O álbum ainda estava longe do refinamento de "Master of Puppets" e da sofisticação de "...And Justice For All". Era mais cru e abusava de uma violência estética e sonora até certo ponto calculada, mas extremamente eficiente a ponto de impulsionar o quarteto para liderar aquele "movimento" jovem.
Em um mercado em constante mutação, o Metallica chamou a atenção por sua agressividade e pela extrema honestidade com que abordava temas complicados. Logo todos os selos amis "descolados" queriam ter a sua banda "extrema e violenta", abrindo caminho para o slayer e todas as outras bandas da Bay Area, de San Francisco.
Curiosamente, muitos especialistas resistem a estabelecer "Kill'em All" como um marco histórico do rock e do heavy metal, em relutantes análises que tentam colocar o isco no mesmo balaio de "Black Metal", do Venom.
A banda inglesa foi a grande influência, mas o pontapé inicial para a tempestade de violência, sangue e porrada sonora de "Kill'Em All" e com a sua sequência extraordinária, "Ride the Lightning", de 1984.
Para uma banda que propunha um som diferente e a estabelecer, ainda que de forma meio acanhada, outros padrões estéticos de som pesado, confeccionar um disco tão contundente era mais do que uma vitória para garotos de 19 e 20 anos de idade.
Ninguém na época esperava por coisas como "The Four Horsemen", um hino apocalíptico e ultrapesado peara os padrões da época, assim como a violenta "Whiplash".

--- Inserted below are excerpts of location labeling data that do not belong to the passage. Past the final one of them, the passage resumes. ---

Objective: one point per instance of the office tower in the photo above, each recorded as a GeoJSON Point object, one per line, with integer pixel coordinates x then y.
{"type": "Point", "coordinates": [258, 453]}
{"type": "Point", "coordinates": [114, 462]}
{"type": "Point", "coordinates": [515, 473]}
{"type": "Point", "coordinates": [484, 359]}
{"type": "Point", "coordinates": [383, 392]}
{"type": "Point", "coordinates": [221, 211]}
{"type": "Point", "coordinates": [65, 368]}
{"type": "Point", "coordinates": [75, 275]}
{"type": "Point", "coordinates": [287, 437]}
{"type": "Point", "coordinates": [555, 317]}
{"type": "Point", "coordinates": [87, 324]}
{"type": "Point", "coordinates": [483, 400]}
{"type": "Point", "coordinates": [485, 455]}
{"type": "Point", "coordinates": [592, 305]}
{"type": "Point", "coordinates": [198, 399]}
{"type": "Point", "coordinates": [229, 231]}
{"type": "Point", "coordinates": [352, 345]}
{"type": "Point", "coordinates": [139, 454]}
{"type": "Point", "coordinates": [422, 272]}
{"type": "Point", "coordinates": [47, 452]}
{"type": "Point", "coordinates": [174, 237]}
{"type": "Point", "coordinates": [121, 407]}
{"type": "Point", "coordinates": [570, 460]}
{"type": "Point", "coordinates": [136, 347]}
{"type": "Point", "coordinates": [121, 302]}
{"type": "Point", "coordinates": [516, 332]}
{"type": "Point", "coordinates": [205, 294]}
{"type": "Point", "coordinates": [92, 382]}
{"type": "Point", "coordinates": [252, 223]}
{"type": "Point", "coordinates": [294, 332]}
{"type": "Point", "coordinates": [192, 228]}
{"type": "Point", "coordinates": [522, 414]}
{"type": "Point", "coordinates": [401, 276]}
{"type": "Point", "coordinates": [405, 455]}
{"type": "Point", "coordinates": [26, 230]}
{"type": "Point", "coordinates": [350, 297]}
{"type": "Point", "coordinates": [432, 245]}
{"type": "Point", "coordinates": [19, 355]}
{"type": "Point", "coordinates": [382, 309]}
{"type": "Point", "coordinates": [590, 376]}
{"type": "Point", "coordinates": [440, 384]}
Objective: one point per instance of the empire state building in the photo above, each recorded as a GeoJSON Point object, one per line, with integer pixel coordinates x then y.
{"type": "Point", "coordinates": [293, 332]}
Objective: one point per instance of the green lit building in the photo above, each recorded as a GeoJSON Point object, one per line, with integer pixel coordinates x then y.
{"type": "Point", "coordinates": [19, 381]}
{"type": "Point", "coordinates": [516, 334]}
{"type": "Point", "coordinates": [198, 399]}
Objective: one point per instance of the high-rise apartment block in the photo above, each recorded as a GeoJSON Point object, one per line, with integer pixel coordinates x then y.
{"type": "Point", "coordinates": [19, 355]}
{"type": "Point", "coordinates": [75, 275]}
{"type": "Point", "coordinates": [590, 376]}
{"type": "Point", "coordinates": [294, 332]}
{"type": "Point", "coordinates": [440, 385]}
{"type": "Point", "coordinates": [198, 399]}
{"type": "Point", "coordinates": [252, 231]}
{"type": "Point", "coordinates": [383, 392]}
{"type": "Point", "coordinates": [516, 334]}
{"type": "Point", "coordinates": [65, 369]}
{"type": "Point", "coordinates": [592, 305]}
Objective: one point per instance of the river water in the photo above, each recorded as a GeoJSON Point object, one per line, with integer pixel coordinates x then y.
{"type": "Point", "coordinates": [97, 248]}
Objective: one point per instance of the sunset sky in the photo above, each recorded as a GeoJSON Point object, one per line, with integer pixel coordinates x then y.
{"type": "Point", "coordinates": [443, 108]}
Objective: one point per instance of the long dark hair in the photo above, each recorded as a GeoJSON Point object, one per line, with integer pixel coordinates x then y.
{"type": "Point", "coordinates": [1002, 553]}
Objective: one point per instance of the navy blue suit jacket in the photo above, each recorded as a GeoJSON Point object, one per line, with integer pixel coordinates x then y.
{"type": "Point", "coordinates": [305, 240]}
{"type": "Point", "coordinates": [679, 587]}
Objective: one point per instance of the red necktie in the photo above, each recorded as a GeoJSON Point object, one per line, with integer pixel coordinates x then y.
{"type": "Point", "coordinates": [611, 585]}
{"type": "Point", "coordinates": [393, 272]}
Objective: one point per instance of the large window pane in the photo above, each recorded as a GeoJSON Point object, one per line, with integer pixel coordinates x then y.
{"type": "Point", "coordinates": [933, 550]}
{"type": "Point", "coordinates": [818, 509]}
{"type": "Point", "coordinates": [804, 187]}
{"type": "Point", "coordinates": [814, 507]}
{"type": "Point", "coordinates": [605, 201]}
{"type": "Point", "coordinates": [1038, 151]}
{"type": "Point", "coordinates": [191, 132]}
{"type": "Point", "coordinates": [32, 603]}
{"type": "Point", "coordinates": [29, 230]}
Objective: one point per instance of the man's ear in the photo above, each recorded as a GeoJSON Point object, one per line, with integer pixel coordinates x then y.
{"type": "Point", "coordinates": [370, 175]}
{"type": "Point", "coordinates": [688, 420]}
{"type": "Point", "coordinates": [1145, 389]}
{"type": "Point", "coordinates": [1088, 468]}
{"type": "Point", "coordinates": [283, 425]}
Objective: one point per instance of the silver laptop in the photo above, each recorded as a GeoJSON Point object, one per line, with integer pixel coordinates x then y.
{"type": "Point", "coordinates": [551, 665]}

Tinha também a belicosa "Hit the Lights" e a amargurada "No Remorse", que abusavam de riffs hipnóticos e bem construídos, além da insana e declaração de guerra ao mundo "Metal Militia" e do hit supremo do metal de todos os tempos "Seek and Destroy", clássico dos clássicos do thrash metal.
O Metallica pode se vangloriar de ter feito história logo em sua estreia fonográfica, algo que somente Beatles e Ramones podem se orgulhar dentro do rock A importância de "Kill'Em All" ainda está por ser estabelecida e reconhecida como o ponto de partida para as vertentes mais extremas do rock e do metal.